Burton leaned into the air as it rushed around him. Above its howling, he yelled, “They will be enslaved. They will be subject to your insane whims. What of freedom?”

“A myth!” Brunel answered. “None of us are free. We are forever chained to the consequences of our actions. Time rules all. But I—” He put his head back and loosed a peal of demented laughter. “I rule time.”

A hand closed around Burton’s arm. He looked down and saw Swinburne at his side. His friend’s red hair was whipping about his head like an inferno.

“Hey!” the poet screeched at Brunel. “Hey! What of the seventh?”

Brunel lowered his face. “You are Swinburne, I believe?”

“How do you do. Pleased to meet you. Charmed, I’m sure. What of the seventh? You said seven births and seven events. You’ve only ranted about six.”

“Ranted?”

“Like a nutcase of the first order.”

“Obviously, you don’t value your life, little man.”

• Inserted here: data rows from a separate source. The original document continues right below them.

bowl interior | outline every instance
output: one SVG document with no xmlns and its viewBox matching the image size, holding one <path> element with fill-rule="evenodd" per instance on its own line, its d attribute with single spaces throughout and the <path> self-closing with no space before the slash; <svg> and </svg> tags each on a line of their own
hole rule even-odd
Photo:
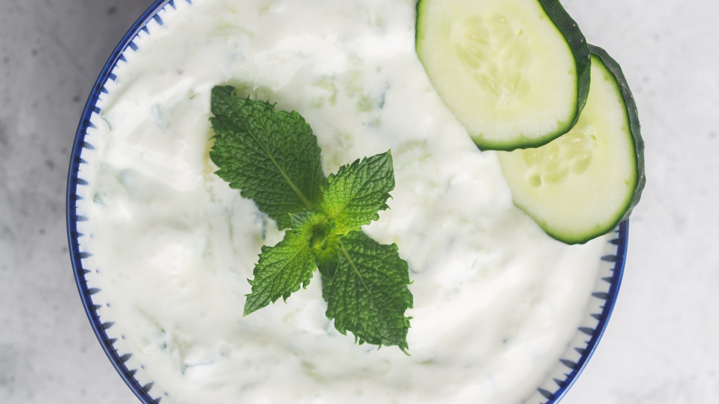
<svg viewBox="0 0 719 404">
<path fill-rule="evenodd" d="M 178 0 L 182 6 L 190 6 L 190 0 Z M 88 130 L 99 124 L 101 117 L 97 104 L 103 94 L 107 93 L 108 83 L 115 80 L 113 73 L 119 63 L 127 60 L 126 55 L 138 49 L 135 43 L 139 36 L 149 36 L 161 26 L 163 17 L 177 9 L 179 4 L 172 0 L 158 0 L 138 19 L 113 51 L 111 56 L 101 72 L 93 88 L 92 93 L 85 106 L 73 147 L 67 194 L 67 224 L 70 252 L 75 280 L 81 298 L 93 330 L 97 336 L 110 361 L 120 376 L 145 404 L 159 403 L 164 392 L 153 389 L 154 381 L 143 369 L 134 366 L 129 360 L 131 352 L 118 351 L 116 339 L 108 336 L 107 330 L 114 323 L 104 319 L 102 308 L 107 302 L 97 298 L 99 289 L 88 282 L 87 275 L 93 270 L 92 252 L 85 246 L 86 236 L 78 231 L 83 222 L 87 221 L 83 215 L 83 206 L 89 203 L 79 195 L 78 190 L 88 185 L 83 175 L 93 161 L 94 140 L 88 135 Z M 606 327 L 608 321 L 617 297 L 623 270 L 628 241 L 628 221 L 622 222 L 614 232 L 605 248 L 605 254 L 600 273 L 590 300 L 589 308 L 584 320 L 569 345 L 569 348 L 557 361 L 550 375 L 526 403 L 529 404 L 552 403 L 559 401 L 586 365 Z"/>
</svg>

“And obviously you don’t value rationality. But enough of this delightful flirting. Number seven? Spit it out, old thing. I’m on the edge of my seat.”

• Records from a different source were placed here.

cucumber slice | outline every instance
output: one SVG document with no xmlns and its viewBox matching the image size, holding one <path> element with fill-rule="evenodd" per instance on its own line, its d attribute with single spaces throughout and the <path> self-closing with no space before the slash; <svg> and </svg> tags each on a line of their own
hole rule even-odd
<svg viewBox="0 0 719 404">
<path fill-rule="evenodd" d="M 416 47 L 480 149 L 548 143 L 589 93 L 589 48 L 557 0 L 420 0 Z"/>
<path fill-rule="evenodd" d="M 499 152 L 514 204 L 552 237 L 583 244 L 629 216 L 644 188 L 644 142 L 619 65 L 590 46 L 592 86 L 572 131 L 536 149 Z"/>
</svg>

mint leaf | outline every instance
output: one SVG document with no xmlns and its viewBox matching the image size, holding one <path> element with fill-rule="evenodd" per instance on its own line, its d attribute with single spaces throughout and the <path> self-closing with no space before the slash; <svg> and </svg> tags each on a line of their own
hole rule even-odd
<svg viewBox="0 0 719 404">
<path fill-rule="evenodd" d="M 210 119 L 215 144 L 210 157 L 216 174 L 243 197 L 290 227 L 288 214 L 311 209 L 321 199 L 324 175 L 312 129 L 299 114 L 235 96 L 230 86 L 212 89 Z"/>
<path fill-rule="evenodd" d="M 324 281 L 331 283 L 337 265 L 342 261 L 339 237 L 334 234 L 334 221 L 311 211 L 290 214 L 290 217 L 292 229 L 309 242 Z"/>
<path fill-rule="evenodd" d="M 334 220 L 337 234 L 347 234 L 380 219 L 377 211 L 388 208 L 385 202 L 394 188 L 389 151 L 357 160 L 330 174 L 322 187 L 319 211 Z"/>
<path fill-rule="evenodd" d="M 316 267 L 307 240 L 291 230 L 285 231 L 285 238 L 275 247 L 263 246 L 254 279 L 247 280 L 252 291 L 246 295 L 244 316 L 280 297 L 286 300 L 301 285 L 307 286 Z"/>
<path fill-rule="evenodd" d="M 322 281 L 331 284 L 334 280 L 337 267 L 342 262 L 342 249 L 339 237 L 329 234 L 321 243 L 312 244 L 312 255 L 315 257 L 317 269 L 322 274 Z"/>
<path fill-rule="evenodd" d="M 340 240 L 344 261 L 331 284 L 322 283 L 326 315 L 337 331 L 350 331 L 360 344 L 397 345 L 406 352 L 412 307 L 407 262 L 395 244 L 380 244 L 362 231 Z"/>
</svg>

The engineer swung up his Gatling gun and pointed it at the poet. “The final birth is yet to come, and with it the final event.” He slid the weapon sideways until it was aimed at the king’s agent. “You will initiate them, Burton.”

Burton raised a questioning eyebrow.

“As I have stated, I shall ask you a question,” Brunel said. “Through your answer, I will be completed, and the seventh event will be your death, quick and complete or slow and recurring, as you please.”

“Answer a question then die?” the king’s agent said. “That doesn’t sound like a particularly attractive deal. Why should I cooperate?”

“If you do not, I’ll torture your friends in front of you.”

“I thought you might say something like that. Very well, let’s get it over with. Ask.”

Brunel stepped closer and leaned down until his blank face was almost touching Burton’s. From the dark eye sockets, his red mechanical eyes burned.

“Tell me. What is my name? Who am I?”

“My hat!” Swinburne cried out. “You don’t know?”

Burton looked down and saw that one of Brunel’s hands was gripping the blade of his sword. He felt cold fingers slide around his throat, holding it gently but—he knew—able to close with such speed and force that he’d be decapitated in an instant.